Veja o momento da prisão de Deolane Bezerra, suspeita de ligação com o PCC
As gravações de uma câmera corporal de um dos agentes mostram a chegada da polícia
Imagens obtidas com exclusividade pelo Fantástico mostram o momento em que a influenciadora digital e advogada Deolane Bezerra foi acordada e presa pela Polícia Civil, na última quinta-feira (21).
Uma investigação da polícia com o Ministério Público de São Paulo apontou que Deolane tem ligações com o Primeiro Comando da Capital (PCC).
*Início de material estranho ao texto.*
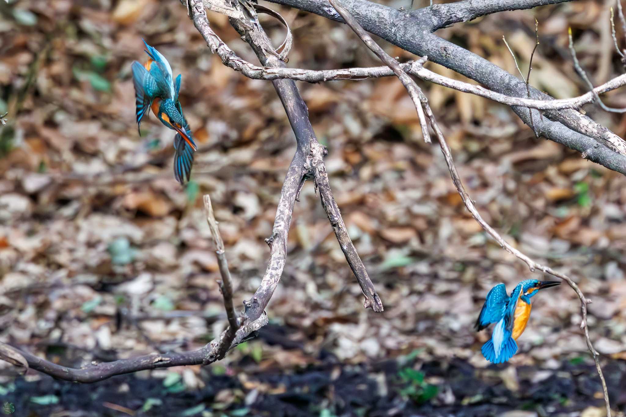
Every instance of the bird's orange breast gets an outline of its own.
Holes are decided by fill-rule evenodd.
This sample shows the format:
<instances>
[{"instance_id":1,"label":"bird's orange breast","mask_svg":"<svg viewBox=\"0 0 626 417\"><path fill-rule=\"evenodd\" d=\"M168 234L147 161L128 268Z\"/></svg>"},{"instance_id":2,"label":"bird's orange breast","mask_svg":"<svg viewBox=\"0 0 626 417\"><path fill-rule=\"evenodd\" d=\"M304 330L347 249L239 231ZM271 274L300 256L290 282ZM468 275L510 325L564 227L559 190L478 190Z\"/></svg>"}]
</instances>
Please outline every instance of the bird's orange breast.
<instances>
[{"instance_id":1,"label":"bird's orange breast","mask_svg":"<svg viewBox=\"0 0 626 417\"><path fill-rule=\"evenodd\" d=\"M530 317L530 309L532 308L532 304L527 304L523 300L520 299L518 301L513 323L513 334L511 335L513 339L516 340L524 333L526 324L528 323L528 318Z\"/></svg>"},{"instance_id":2,"label":"bird's orange breast","mask_svg":"<svg viewBox=\"0 0 626 417\"><path fill-rule=\"evenodd\" d=\"M150 108L152 109L152 113L156 117L158 117L158 108L160 106L161 106L161 99L155 98L152 101L152 105L150 106Z\"/></svg>"}]
</instances>

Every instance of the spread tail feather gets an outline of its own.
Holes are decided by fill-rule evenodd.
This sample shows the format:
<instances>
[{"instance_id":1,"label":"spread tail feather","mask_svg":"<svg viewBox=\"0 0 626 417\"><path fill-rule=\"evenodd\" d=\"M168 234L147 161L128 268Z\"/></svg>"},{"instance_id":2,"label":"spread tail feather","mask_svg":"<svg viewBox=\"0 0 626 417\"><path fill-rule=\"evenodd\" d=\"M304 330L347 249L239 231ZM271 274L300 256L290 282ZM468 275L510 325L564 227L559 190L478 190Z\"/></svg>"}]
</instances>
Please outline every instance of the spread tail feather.
<instances>
[{"instance_id":1,"label":"spread tail feather","mask_svg":"<svg viewBox=\"0 0 626 417\"><path fill-rule=\"evenodd\" d=\"M150 74L145 68L135 61L133 63L133 83L135 84L135 95L136 111L137 113L137 129L139 130L141 126L141 119L150 108L150 103L152 101L150 97L146 94L143 89L144 83L146 78ZM140 134L141 131L140 130Z\"/></svg>"},{"instance_id":2,"label":"spread tail feather","mask_svg":"<svg viewBox=\"0 0 626 417\"><path fill-rule=\"evenodd\" d=\"M191 138L191 132L187 129L187 134ZM193 164L195 149L189 146L180 134L177 133L174 137L174 178L181 184L189 181L191 176L192 166Z\"/></svg>"},{"instance_id":3,"label":"spread tail feather","mask_svg":"<svg viewBox=\"0 0 626 417\"><path fill-rule=\"evenodd\" d=\"M493 340L490 339L483 345L483 356L491 363L503 363L511 359L517 352L517 343L510 336L505 340L500 348L500 354L496 355L493 348Z\"/></svg>"}]
</instances>

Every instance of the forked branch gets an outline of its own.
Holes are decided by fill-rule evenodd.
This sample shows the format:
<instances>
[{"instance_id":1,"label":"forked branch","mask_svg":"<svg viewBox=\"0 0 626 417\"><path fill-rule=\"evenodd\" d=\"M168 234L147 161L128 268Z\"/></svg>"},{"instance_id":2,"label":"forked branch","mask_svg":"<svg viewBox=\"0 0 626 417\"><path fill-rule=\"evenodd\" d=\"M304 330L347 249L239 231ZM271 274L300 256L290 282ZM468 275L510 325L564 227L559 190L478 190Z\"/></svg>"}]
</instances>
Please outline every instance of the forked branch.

As gravações de uma câmera corporal de um dos agentes mostram a chegada da polícia a uma casa em um condomínio de luxo em Barueri, na Região Metropolitana de São Paulo.
Os agentes foram gravados entrando por uma das janelas da casa. Deolane sai de seu quarto vestindo pijamas, com as mãos para cima.
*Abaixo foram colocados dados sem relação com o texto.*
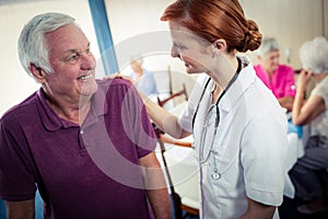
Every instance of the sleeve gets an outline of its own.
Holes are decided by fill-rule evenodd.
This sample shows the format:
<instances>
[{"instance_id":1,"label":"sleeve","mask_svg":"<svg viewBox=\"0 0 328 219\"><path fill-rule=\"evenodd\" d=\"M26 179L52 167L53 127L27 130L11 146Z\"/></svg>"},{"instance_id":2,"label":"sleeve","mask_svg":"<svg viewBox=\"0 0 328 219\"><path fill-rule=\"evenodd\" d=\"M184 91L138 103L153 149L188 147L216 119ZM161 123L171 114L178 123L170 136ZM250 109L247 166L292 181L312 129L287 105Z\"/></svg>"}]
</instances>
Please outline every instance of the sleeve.
<instances>
[{"instance_id":1,"label":"sleeve","mask_svg":"<svg viewBox=\"0 0 328 219\"><path fill-rule=\"evenodd\" d=\"M20 150L15 135L0 122L0 197L5 200L27 200L35 196L36 186L32 171Z\"/></svg>"},{"instance_id":2,"label":"sleeve","mask_svg":"<svg viewBox=\"0 0 328 219\"><path fill-rule=\"evenodd\" d=\"M152 152L156 147L156 136L153 126L134 87L129 87L124 104L122 107L126 113L122 113L122 116L129 115L126 126L132 125L131 137L137 146L138 158L142 158Z\"/></svg>"},{"instance_id":3,"label":"sleeve","mask_svg":"<svg viewBox=\"0 0 328 219\"><path fill-rule=\"evenodd\" d=\"M296 94L295 72L292 68L288 67L285 72L284 96L294 97L295 94Z\"/></svg>"},{"instance_id":4,"label":"sleeve","mask_svg":"<svg viewBox=\"0 0 328 219\"><path fill-rule=\"evenodd\" d=\"M258 116L246 127L242 143L246 194L270 206L282 203L286 166L286 120L277 114Z\"/></svg>"},{"instance_id":5,"label":"sleeve","mask_svg":"<svg viewBox=\"0 0 328 219\"><path fill-rule=\"evenodd\" d=\"M189 132L192 132L192 118L204 84L209 78L206 74L199 76L189 95L188 104L178 117L179 126Z\"/></svg>"}]
</instances>

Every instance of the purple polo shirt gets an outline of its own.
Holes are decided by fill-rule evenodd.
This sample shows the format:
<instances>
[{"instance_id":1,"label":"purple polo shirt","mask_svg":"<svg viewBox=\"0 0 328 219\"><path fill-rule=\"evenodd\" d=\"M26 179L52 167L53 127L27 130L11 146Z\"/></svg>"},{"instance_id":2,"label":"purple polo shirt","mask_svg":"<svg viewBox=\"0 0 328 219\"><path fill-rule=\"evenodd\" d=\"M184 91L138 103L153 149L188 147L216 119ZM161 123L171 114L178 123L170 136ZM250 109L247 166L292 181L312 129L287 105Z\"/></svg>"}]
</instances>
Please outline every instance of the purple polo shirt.
<instances>
[{"instance_id":1,"label":"purple polo shirt","mask_svg":"<svg viewBox=\"0 0 328 219\"><path fill-rule=\"evenodd\" d=\"M149 218L139 159L155 135L136 89L97 81L82 126L59 118L40 89L0 123L0 196L26 200L35 183L45 218Z\"/></svg>"},{"instance_id":2,"label":"purple polo shirt","mask_svg":"<svg viewBox=\"0 0 328 219\"><path fill-rule=\"evenodd\" d=\"M277 99L284 96L295 96L295 72L285 65L279 65L270 80L269 73L261 65L254 66L256 74L273 92Z\"/></svg>"}]
</instances>

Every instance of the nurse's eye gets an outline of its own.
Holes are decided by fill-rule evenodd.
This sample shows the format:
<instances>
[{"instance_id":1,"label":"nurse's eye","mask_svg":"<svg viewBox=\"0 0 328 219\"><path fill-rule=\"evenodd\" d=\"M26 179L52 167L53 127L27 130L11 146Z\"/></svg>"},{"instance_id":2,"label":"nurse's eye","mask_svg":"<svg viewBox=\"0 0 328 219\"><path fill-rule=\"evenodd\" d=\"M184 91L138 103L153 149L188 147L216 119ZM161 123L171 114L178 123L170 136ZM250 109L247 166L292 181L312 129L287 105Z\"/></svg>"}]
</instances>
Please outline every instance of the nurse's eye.
<instances>
[{"instance_id":1,"label":"nurse's eye","mask_svg":"<svg viewBox=\"0 0 328 219\"><path fill-rule=\"evenodd\" d=\"M79 54L73 54L73 55L68 57L68 61L75 60L78 58L79 58Z\"/></svg>"}]
</instances>

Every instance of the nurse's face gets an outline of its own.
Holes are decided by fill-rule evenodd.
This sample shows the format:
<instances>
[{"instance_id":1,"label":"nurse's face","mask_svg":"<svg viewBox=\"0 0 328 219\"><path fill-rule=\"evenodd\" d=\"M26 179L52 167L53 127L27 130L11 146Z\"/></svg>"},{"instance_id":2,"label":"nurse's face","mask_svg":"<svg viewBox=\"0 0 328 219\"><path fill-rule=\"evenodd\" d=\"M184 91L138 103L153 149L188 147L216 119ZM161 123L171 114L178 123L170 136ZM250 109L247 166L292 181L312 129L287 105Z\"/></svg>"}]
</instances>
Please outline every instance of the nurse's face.
<instances>
[{"instance_id":1,"label":"nurse's face","mask_svg":"<svg viewBox=\"0 0 328 219\"><path fill-rule=\"evenodd\" d=\"M173 46L171 55L184 61L188 73L207 72L211 69L211 44L196 36L185 26L169 21Z\"/></svg>"}]
</instances>

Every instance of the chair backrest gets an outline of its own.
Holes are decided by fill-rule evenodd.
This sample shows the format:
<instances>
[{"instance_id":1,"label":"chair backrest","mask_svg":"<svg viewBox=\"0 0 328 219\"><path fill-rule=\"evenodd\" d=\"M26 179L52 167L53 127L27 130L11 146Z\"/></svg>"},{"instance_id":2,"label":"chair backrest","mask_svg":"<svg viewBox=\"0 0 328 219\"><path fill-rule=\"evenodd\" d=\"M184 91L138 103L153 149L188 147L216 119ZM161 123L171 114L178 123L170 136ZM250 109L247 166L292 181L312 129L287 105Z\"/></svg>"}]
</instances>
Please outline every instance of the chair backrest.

Deolane é suspeita de lavagem de dinheiro, associação com o tráfico de drogas e de fazer parte da facção criminosa.
Para a acusação, Deolane funcionava como um "caixa" do grupo. A defesa da influenciadora nega qualquer tipo de envolvimento com o crime organizado ou com dinheiro de origem ilícita, afirmando que todos os seus recebimentos são declarados e justificados.
O avanço da operação policial contra a influenciadora ocorreu enquanto ela passava uma temporada de mais de 20 dias em Roma, na Itália.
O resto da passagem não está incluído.